伊勢神宮への参拝は2日目の朝から始めました。
先ずは、衣食住と産業の神様である豊受大神を祀る山田原にある豊受大神宮(外宮)への参拝です。
基本的なお作法としては、外宮の参拝から内宮の参拝の順路です。
内宮創建から500年後、雄略天皇の時世に丹波の国から豊受大御神を呼び寄せ、外宮が創建されました。
一の鳥居を潜ると、手水舎があるので、そこで心身を清めてから参拝します。
左手、右手、左手で水をすくって口をすすぎ、左手を洗い流します。
二の鳥居を潜り先に進むと、右手に神楽殿があります。その先に御正殿があります。
御正殿は神明造です。鰹木が9本、千木が垂直に切られたつくりで、内宮とは少々異なります。
神様のいらっしゃる御正殿は残念ながら見る事はできません。
尤も、神様の姿は誰もみてはいけないのが決まりです。神様のお住まいを妄りに写真に撮るのは禁止。
参拝は、二拝二拍手一拝です。
御正殿の向かいの亀石を越えると、古くから山田原の鎮守であった大土乃御祖神を祀る土宮があります。

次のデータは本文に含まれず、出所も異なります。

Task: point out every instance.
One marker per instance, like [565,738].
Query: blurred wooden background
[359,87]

その奥には、豊受大神の荒御魂を祀る多賀宮があります。
荒御魂とは、神の特別な働きをする状態、神が現れた状態といわれます。
北御門鳥居のそばには真っ白い神馬のいる御厩と、日々お供えする食事・神饌を整える忌火屋殿があります。
(神様のお台所です。特別に熾した神聖な火の事を忌火と呼びます。)
私たちが参拝した時に、外宮の神馬は不在でした。きっとお散歩に出ていたのでしょうね。
神宮は、125の宮社の総称です。
外宮の近くには月夜見宮と倭姫宮、猿太彦神社もあります。
時間があれば、ゆっくりと別宮を見て回るのがいいでしょう。
次は日本で最も古いお宮であり、皇室の祖神である天照大神をまつる皇大神宮・内宮の参拝です。
五十鈴川の川上に、大きな森に囲まれた2000年の歴史を持つ日本の神社の頂点でもあります。

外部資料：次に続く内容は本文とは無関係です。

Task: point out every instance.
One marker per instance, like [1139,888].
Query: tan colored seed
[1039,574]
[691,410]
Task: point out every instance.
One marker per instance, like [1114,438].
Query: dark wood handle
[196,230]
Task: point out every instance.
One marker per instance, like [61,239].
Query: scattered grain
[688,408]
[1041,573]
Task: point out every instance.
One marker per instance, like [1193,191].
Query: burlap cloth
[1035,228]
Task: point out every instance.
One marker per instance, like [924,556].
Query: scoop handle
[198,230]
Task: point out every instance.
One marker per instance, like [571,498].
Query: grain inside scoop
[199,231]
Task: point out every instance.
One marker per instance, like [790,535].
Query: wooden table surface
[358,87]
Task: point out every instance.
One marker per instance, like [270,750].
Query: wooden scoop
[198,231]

五十鈴川に架けられた木造101.8mの宇治橋を渡り南、神苑と呼ばれる松並があります。
火除橋を渡り、一の鳥居の先に、五十鈴川の御手洗場があります。
五十鈴川の清流で身を清めて参拝をします。
二の鳥居を潜るとすぐそばに御厩があります。
今回は運良く神馬に出会えました。丁度お散歩に出かける用意をしていたところで、
私たちの目の前をパカパカと去っていきました。
その先には神楽殿があり、ご祈祷やお守りなどを販売しています。
神楽殿の向かいには、風日祈宮橋がかかり、その奥に風の神様を祀る風日祈宮があります。

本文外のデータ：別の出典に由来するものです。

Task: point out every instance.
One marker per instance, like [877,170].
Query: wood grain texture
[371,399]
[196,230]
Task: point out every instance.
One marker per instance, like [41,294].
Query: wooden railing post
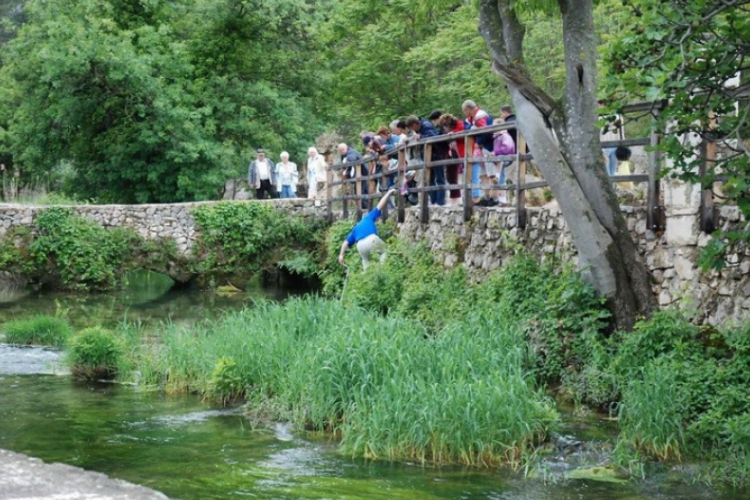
[401,203]
[520,181]
[358,189]
[424,196]
[329,193]
[653,195]
[345,188]
[371,184]
[468,166]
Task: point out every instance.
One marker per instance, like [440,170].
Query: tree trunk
[570,159]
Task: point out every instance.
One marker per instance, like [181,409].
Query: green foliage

鎌倉時代の元寇の時、神風を吹かせて日本を守ったと言われる神様です。
神楽殿より先に進むと、外幣殿・由貴御倉・御酒殿・忌火屋殿・御稲御倉などが続き、
その一番奥に、社殿の中心である御正宮があります。
神明造の古代の様式で拵えた、神様のお住まいです。
鰹木10本と4本の千木の先端が水平に切られています。
こちらも入口の鳥居までしか入れませんので奥は良く見えません。
外宮も内宮も同じく、20年に一度の式年遷宮という社殿の新設があります。
6年後に、現在の御正宮の隣にお引越しです。これが20年ごとに繰り返されます。
内宮においては持統天皇の時代から既に1300年も続いた儀式です。
準備には8年の歳月がかかるので大変なお引越しですね、まぁ神様ですから・・・。
御正宮の手前から少し丘を上がると、天照大神の荒御魂を祀る荒祭宮があります。
ひっそりとしていますが、いざと言う時はココにアマテラスが現れるのでしょうね。
周りは日中でも薄暗くちょっぴり怖いです。
内宮の中には、宇治橋を渡って北の方に、木華開耶姫命を祀る子安神社がありました。
こちらはちょっと影が薄いですが、縁結び・子授け・子育ての信仰もあります。
このように、神宮内には様々な神様が祀られ、森の全てが神域として守られています。
特に信心のないものでも、何となくピリッとした空気を感じると思います。
もちろん私はアマテラス信奉者ではないのですが、太陽を拝む気持ちは分かります。
太陽なくて地球に生命は誕生しなかったのですから、大切なのは当然ですね。
ほんの少し清められた気持ちになりながら、参詣帰りに「おはらい町」に立ち寄り、
美味しいものを食べてお土産を買うのが、伊勢参りのお楽しみです。
宇治橋を戻り、右手には「おはらい町」「おかげ横丁」という古い町並みを再現した観光スポットがあります。
伊勢神宮に一番近くに位置するのは、当然、今年で開業300年を誇る老舗「赤福」です。
伊勢参りではかなり広い敷地内を歩き回るので、疲れます。
赤福と一服のお茶が疲れを取り、活力を沸かせます。
この先はお土産屋さんのオンパレードです。俄然張り切るプチ・アポ一行です。
散々食べて、お土産を買って帰ったのは言うまでもありません。